Ljungberg has been in charge for five of those matches, but is hoping a permanent appointment can be made before next weekend’s trip to Everton.
“It is a great honour to do this, but I’ve said I think it needs to be cleared up, to make a decision so that everybody knows,” said Ljungberg.
“It is totally up to the club. I try to do things as well as I can but it would be good to make a decision, regardless of what it is.”
There was little doubt City would bounce back from a derby defeat to Manchester United last weekend that left them 14 points behind Liverpool at the top of the table after De Bruyne opened the scoring just 90 seconds in.
Gabriel Martinelli had Arsenal’s only shot on target inside the first minute when Ederson blocked from his fellow Brazilian.
City broke straight up the other end and Gabriel Jesus’s low cross picked out De Bruyne to stroke the ball into the roof of the net.
Pep Guardiola’s men had been ruthlessly cut apart on the counter-attack by United and were conscious not to make the same mistake again as they allowed Arsenal possession for large spells before breaking at speed.
The visitors doubled their lead just 15 minutes in with De Bruyne this time the creator as he carried the ball forward before squaring for Sterling to slot home his 16th goal of the season.

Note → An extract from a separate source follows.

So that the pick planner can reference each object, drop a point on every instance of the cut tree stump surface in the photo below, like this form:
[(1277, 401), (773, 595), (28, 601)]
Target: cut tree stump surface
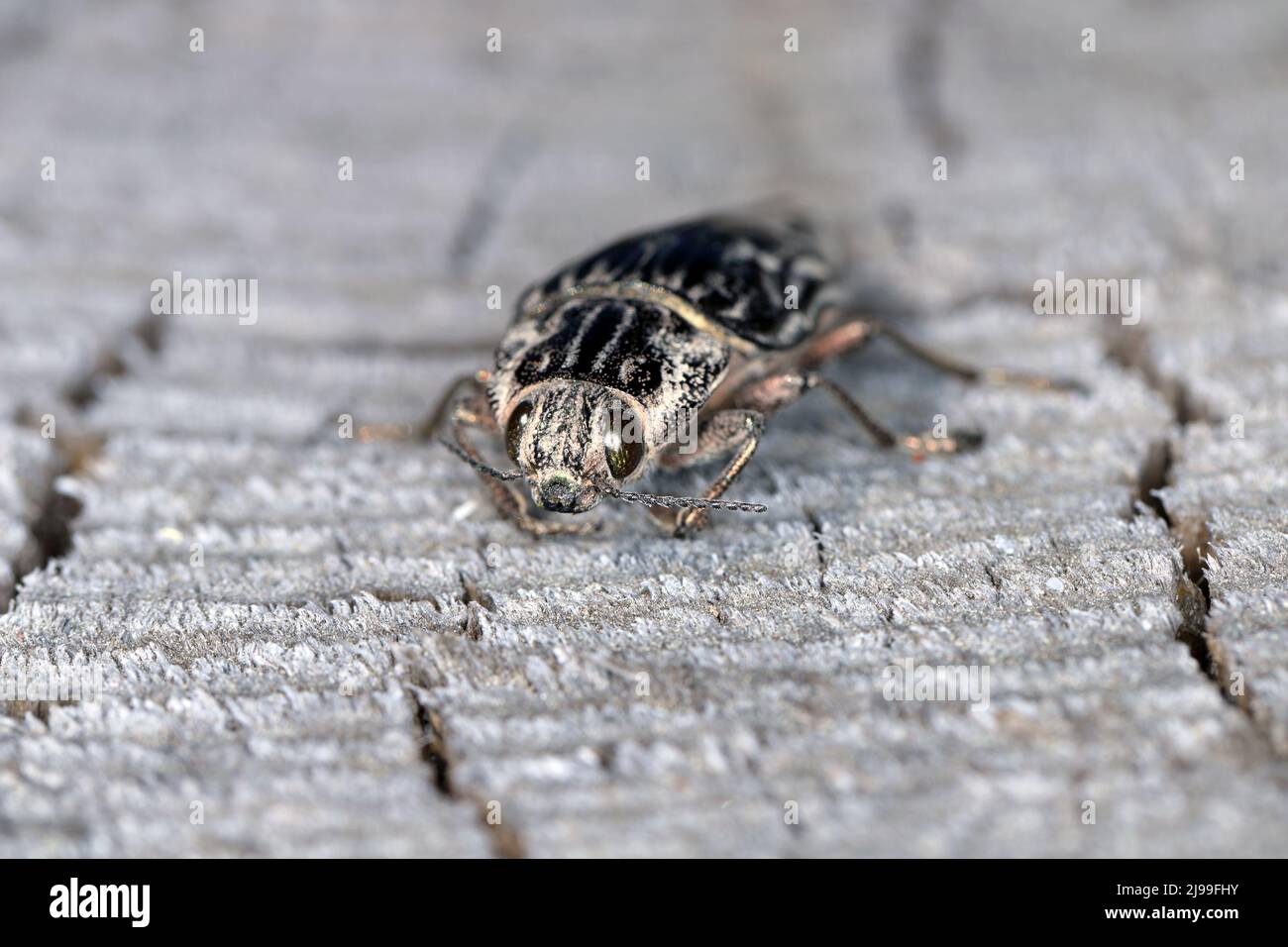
[(310, 644)]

De Bruyne then showed his superior quality to any other player on the pitch again five minutes before halftime as this time he curled into the bottom corner on his weaker left foot from outside the box.
“He is an extraordinary player, we didn’t discover his quality today,” said Guardiola.
“He sees passes and actions that normally human beings cannot see. I always tell him you have to score more goals and today he scored two incredible goals.”
Only a brilliant save from Bernd Leno denied De Bruyne a first half hat-trick moments later as the German’s fingertips turned another long-range De Bruyne effort onto the post.
Arsenal’s preparation for the game had been disturbed by the controversy surrounding Mesut Ozil’s support for the Muslim minority Uighurs in Chinese province Xinjiang.
Chinese state broadcaster CCTV pulled coverage of the match and Arsenal distanced themselves from Ozil’s comments.
The German was still selected by Ljungberg, but made little impact before being substituted on the hour mark and his slow walk to the touchline before booting away his gloves in frustration drew the wrath of some disgruntled Arsenal fans.
“The China thing, that is a political discussion that I leave for the club to deal with,” added Ljungberg.
“When it comes to other stuff, he should be annoyed when he comes off, but I am the coach I took the decision we need more energy in the team.
“We are a team that wants to have possession but sometimes we need to run and tackle and try to win the ball back.”
Only Leno prevented the scoreline from becoming even more embarrassing for Arsenal as he saved one-on-one from Jesus and at his near post from Riyad Mahrez.
The appointment of a new manager cannot come soon enough if the Gunners are to salvage anything from a thoroughly disappointing season so far.